Building a Precise Video Language with Human–AI Oversight
Abstract
Video–language models (VLMs) learn to reason about the dynamic visual world through natural language. We introduce a suite of open datasets, benchmarks, and recipes for scalable oversight that enable precise video captioning. First, we define a structured specification for describing subjects, scenes, motion, spatial, and camera dynamics, supported by hundreds of carefully defined visual primitives developed with professional video creators such as filmmakers. Next, to curate high-quality captions, we introduce a critique-based human–AI (CHAI) oversight framework, where trained human experts provide correctional critiques to revise model-generated pre-captions into improved post-captions. This division of labor improves annotation accuracy and efficiency by offloading text generation to models, allowing humans to better focus on verification. Additionally, these critiques and preferences between pre- and post-captions provide rich supervision for fine-tuning, improving open-source models (Qwen3-VL) on caption generation, reward modeling, and critique generation through standard SFT, offline RL (DPO), online RL (GSPO), and inference-time scaling. With modest expert supervision, the resulting system outperforms even closed-source models such as Gemini-2.5-Pro.

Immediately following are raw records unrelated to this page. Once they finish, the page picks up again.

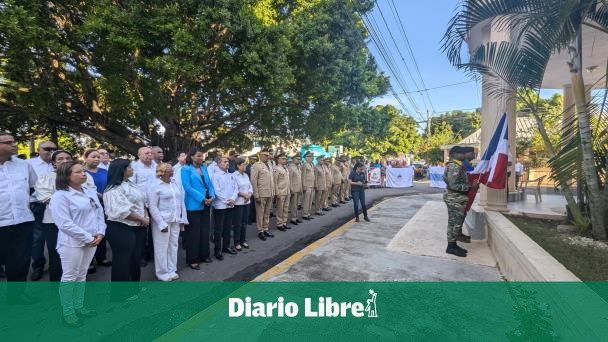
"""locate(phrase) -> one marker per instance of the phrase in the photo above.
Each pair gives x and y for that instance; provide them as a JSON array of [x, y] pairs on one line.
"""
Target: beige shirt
[[336, 174], [281, 181], [262, 180], [295, 178], [320, 183], [308, 176]]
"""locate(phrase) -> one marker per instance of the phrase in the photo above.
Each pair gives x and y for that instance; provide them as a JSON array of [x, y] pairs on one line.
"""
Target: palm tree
[[539, 29]]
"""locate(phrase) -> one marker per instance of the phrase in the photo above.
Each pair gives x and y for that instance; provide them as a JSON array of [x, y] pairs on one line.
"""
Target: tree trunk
[[596, 207]]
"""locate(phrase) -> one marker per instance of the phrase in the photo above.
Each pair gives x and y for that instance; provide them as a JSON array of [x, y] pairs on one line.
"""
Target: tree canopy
[[182, 73]]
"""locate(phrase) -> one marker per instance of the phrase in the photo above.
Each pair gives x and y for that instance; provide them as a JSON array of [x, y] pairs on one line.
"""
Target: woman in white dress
[[168, 213], [79, 218]]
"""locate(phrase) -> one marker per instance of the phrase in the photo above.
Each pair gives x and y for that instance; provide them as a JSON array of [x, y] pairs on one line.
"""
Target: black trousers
[[126, 242], [196, 236], [38, 238], [222, 225], [50, 235], [239, 223], [359, 197], [16, 242]]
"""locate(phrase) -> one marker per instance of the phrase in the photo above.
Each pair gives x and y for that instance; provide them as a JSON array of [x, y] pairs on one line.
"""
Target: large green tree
[[182, 73]]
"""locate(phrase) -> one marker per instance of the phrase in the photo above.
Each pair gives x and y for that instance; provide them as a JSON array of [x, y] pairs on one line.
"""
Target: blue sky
[[424, 23]]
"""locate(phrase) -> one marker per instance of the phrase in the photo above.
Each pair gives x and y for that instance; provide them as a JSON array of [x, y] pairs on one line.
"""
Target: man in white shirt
[[158, 155], [226, 193], [144, 173], [41, 165], [17, 177], [519, 171], [105, 158]]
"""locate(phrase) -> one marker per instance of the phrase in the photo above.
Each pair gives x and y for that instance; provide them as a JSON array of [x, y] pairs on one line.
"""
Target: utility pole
[[428, 123]]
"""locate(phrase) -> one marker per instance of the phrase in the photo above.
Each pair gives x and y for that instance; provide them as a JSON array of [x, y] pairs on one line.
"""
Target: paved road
[[263, 255]]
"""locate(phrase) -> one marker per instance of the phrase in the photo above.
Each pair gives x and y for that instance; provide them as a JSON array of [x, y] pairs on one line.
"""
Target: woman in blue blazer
[[199, 194]]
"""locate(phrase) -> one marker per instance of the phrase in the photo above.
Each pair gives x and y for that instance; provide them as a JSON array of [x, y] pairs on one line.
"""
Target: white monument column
[[492, 108]]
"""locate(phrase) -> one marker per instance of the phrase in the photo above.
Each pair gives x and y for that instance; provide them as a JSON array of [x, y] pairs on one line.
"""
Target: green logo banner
[[305, 311]]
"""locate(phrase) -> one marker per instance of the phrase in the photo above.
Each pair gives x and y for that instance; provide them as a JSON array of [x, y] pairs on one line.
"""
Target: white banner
[[373, 176], [400, 177], [436, 177]]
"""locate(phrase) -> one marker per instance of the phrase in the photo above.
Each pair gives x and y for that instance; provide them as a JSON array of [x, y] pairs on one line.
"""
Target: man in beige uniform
[[295, 179], [308, 185], [328, 183], [263, 191], [344, 185], [320, 186], [282, 191], [336, 177]]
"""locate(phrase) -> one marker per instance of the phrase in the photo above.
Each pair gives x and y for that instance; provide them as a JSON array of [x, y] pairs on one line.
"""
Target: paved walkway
[[359, 251]]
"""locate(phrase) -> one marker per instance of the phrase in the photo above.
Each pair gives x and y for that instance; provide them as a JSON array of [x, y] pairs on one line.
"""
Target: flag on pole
[[492, 168]]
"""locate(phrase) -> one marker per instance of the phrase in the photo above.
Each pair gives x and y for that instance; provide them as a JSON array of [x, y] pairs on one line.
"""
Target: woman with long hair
[[44, 189], [127, 223], [92, 159], [78, 215], [199, 194], [357, 180], [168, 212]]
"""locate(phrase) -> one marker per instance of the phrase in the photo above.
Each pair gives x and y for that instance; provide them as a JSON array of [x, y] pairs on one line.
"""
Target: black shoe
[[92, 269], [462, 249], [464, 238], [82, 312], [229, 251], [36, 274], [105, 263], [455, 251], [77, 323], [23, 299]]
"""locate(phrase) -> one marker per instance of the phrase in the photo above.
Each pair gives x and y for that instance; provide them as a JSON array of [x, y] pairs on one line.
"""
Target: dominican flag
[[492, 168]]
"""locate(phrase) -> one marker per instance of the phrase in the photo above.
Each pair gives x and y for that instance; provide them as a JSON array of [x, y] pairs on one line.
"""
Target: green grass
[[587, 263]]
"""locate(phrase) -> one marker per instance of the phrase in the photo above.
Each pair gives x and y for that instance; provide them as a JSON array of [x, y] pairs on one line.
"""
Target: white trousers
[[165, 251], [75, 262]]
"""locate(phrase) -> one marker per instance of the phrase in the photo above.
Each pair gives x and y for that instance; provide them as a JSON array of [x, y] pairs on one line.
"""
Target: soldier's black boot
[[453, 249], [464, 238]]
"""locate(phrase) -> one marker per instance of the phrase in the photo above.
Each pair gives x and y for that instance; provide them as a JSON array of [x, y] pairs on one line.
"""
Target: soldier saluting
[[456, 199]]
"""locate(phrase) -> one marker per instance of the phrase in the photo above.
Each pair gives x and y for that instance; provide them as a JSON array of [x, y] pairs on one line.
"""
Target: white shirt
[[16, 178], [212, 169], [122, 201], [143, 175], [166, 204], [243, 185], [45, 188], [78, 216], [225, 189], [40, 166]]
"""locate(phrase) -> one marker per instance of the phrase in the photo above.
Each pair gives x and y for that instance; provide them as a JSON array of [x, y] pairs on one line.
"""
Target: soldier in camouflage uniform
[[456, 199]]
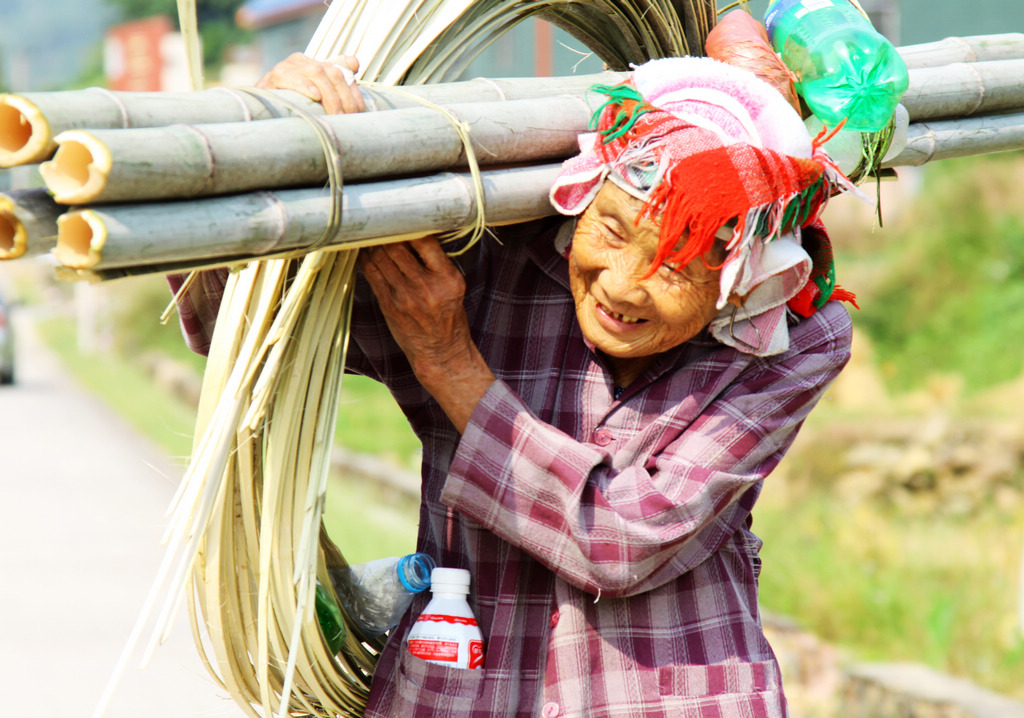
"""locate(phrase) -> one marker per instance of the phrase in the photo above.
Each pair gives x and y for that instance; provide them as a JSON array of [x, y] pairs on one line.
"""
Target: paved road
[[82, 503]]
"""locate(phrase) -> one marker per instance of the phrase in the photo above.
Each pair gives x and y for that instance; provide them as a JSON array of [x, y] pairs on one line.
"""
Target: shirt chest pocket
[[719, 679]]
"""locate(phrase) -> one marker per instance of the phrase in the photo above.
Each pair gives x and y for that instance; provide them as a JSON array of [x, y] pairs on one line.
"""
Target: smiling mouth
[[625, 319]]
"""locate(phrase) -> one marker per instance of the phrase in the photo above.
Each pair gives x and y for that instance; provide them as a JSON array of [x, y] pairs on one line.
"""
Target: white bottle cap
[[450, 580]]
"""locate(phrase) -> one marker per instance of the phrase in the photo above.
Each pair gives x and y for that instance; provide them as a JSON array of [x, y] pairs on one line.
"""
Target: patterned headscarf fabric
[[706, 144]]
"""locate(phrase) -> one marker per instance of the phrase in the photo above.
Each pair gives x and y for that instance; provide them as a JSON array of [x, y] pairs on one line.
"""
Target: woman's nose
[[625, 282]]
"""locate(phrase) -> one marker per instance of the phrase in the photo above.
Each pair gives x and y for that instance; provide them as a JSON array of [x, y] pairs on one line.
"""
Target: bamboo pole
[[203, 160], [188, 234], [28, 223], [186, 161], [963, 89], [30, 121], [951, 138], [976, 48]]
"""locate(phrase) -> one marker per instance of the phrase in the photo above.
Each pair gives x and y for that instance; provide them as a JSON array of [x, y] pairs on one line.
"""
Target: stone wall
[[819, 683]]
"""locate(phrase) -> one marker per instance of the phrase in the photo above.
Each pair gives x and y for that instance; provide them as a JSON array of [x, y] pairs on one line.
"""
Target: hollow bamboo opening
[[80, 237], [11, 236], [69, 171], [23, 132], [79, 169]]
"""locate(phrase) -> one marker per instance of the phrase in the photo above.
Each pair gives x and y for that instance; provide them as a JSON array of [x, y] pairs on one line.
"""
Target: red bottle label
[[436, 650], [438, 618], [475, 655]]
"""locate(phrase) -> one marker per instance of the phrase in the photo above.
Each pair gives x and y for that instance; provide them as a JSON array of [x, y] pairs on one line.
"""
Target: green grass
[[891, 583], [366, 521], [952, 290], [370, 422]]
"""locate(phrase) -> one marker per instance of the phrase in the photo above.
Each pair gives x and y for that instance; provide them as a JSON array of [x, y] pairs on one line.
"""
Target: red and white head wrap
[[704, 144]]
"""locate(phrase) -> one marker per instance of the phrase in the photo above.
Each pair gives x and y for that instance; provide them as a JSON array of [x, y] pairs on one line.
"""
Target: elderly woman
[[601, 397]]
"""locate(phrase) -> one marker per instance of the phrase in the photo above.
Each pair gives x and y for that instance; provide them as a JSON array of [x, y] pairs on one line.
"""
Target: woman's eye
[[612, 233]]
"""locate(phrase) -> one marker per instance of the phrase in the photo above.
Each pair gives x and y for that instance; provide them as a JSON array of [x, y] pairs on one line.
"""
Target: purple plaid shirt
[[613, 569]]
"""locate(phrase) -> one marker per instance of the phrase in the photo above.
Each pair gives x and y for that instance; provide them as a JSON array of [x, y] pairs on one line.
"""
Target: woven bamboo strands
[[288, 663], [28, 223], [199, 160]]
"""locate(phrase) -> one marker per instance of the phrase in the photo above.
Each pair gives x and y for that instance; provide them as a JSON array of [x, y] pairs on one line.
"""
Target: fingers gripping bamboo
[[268, 410]]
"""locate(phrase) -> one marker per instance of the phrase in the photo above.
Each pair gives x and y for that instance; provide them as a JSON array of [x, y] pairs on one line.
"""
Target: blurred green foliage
[[951, 298]]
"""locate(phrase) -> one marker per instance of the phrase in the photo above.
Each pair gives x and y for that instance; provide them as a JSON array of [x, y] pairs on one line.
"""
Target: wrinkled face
[[623, 313]]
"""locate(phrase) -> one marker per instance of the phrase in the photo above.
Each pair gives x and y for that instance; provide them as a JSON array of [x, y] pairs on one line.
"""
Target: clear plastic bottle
[[378, 593], [844, 69], [445, 632]]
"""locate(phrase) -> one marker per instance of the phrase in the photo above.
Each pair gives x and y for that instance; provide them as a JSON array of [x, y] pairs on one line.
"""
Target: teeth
[[622, 318]]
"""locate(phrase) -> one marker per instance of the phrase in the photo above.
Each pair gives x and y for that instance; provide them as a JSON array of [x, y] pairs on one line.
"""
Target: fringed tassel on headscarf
[[706, 191]]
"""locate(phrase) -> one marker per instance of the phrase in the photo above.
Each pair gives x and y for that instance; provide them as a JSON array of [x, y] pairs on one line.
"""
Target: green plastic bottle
[[845, 70], [330, 620]]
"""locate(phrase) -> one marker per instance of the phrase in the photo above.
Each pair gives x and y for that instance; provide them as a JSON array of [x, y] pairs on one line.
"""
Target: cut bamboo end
[[79, 170], [12, 237], [25, 133], [81, 236]]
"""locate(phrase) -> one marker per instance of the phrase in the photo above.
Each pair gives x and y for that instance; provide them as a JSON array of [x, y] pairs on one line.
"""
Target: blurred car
[[6, 344]]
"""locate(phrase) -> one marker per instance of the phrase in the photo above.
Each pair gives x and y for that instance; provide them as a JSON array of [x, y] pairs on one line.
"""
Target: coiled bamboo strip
[[30, 121], [974, 48], [946, 139], [28, 223], [265, 223], [202, 160], [964, 89]]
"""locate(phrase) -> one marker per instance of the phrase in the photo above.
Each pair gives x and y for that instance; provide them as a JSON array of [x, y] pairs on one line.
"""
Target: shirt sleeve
[[619, 531]]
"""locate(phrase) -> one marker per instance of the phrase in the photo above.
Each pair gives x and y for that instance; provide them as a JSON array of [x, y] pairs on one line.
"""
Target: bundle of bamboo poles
[[259, 426], [113, 205]]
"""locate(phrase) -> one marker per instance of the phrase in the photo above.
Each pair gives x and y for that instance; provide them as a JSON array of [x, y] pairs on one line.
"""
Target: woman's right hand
[[331, 84]]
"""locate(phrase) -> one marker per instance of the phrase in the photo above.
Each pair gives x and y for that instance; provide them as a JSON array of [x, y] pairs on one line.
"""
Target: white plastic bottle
[[445, 632]]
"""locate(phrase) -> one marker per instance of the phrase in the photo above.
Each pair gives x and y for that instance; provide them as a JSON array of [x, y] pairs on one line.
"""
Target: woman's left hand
[[420, 292], [330, 83]]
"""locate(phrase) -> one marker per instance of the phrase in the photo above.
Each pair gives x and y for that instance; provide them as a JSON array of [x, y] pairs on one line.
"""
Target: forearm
[[458, 382]]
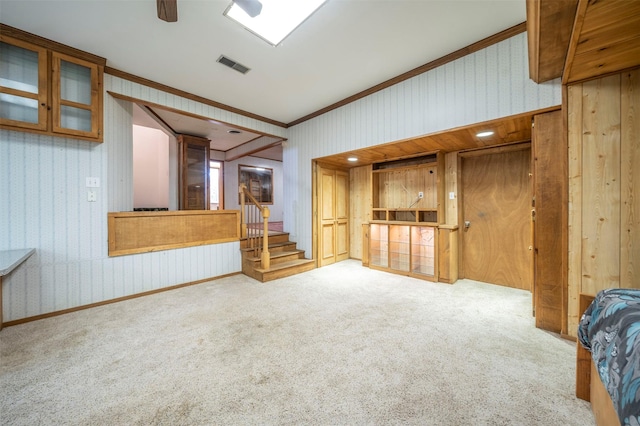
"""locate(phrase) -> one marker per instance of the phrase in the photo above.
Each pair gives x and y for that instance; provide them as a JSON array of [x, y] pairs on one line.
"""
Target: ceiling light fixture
[[250, 7], [277, 18]]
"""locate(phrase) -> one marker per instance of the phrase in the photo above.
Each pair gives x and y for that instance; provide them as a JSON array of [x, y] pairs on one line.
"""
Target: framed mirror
[[259, 181]]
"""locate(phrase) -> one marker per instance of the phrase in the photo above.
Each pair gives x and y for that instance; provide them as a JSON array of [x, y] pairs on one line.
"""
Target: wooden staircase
[[285, 259]]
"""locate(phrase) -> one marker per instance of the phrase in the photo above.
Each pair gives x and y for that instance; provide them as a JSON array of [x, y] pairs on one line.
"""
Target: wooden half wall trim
[[110, 301], [144, 232], [472, 48]]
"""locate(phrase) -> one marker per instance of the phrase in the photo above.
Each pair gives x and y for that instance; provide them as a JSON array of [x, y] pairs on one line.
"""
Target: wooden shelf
[[405, 215]]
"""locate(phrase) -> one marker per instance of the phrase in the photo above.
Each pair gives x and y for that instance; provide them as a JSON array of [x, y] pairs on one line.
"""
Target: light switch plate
[[93, 182]]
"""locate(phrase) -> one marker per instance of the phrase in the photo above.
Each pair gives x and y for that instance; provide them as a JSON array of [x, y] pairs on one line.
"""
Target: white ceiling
[[345, 47]]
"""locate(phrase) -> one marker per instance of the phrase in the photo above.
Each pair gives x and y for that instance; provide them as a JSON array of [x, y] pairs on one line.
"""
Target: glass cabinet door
[[379, 243], [399, 247], [423, 250], [75, 96], [194, 173], [23, 80]]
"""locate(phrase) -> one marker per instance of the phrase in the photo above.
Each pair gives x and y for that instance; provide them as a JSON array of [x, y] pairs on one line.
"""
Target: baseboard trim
[[110, 301]]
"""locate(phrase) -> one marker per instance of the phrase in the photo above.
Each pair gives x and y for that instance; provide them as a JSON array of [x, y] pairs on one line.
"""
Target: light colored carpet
[[337, 345]]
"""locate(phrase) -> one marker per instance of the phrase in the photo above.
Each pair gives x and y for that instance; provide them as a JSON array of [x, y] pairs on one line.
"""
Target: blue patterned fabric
[[610, 330]]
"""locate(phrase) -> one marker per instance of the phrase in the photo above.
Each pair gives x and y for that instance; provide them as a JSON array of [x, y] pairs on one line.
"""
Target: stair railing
[[253, 216]]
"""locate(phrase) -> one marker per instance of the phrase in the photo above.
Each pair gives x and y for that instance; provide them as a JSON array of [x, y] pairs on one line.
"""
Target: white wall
[[231, 184], [485, 85], [150, 168]]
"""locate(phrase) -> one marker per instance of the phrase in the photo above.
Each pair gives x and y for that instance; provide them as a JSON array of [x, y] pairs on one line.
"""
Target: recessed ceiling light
[[276, 20]]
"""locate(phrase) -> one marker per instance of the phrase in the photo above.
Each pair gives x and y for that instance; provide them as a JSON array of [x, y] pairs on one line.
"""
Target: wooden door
[[496, 230], [333, 209]]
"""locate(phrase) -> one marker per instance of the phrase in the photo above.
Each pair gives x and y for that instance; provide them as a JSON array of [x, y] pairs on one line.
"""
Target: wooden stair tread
[[285, 265], [275, 255], [271, 245]]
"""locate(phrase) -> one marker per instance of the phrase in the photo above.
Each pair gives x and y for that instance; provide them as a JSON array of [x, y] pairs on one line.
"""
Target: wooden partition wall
[[141, 232], [604, 187]]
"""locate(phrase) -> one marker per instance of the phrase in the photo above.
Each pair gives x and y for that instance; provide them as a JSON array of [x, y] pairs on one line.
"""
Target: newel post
[[243, 219], [265, 259]]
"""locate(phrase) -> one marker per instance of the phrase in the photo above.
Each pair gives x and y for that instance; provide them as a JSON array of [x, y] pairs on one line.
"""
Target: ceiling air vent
[[233, 64]]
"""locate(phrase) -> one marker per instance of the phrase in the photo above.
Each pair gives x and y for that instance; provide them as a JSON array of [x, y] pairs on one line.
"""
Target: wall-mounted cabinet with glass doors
[[407, 209], [47, 91]]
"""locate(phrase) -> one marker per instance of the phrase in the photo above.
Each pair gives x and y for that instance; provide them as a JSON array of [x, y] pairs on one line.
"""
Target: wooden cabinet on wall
[[404, 235], [405, 249], [194, 172], [409, 190], [48, 91]]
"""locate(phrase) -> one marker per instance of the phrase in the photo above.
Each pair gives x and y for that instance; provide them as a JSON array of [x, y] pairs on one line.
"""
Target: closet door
[[496, 207], [333, 216]]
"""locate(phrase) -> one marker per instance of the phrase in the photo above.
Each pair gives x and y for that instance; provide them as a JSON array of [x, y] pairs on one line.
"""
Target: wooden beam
[[549, 25]]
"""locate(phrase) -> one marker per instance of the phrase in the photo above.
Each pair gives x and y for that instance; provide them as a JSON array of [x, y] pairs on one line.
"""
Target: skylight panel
[[277, 19]]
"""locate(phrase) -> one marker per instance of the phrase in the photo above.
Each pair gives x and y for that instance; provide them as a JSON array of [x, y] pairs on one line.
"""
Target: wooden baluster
[[265, 260], [243, 215]]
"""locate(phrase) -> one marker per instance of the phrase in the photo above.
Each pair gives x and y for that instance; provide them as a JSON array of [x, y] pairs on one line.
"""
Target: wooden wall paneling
[[630, 180], [550, 171], [601, 184], [365, 244], [574, 263], [583, 356], [360, 205], [439, 185]]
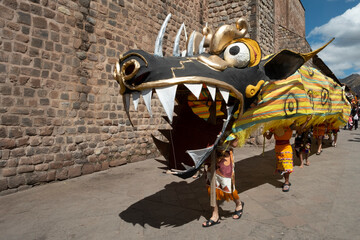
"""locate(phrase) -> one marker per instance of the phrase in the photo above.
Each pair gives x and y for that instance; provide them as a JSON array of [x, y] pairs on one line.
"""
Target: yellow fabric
[[284, 155], [283, 102]]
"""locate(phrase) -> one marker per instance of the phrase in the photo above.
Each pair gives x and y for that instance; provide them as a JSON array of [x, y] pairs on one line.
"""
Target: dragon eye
[[237, 54]]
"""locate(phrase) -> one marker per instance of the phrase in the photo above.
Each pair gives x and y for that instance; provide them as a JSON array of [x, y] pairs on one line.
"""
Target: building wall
[[290, 26], [61, 113]]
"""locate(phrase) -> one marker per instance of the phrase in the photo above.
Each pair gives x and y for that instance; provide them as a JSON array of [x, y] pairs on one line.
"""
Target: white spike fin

Finally, we apply our approach to re-caption large-scale professional videos (e.g., films, commercials, games) and fine-tune video generation models such as Wan to better follow detailed prompts of over 400 words, achieving finer control over camera motion, angle, lens, perspectives, and shot composition. Overall, our results show that precise specification and human–AI oversight are key to achieving professional-level video understanding and generation.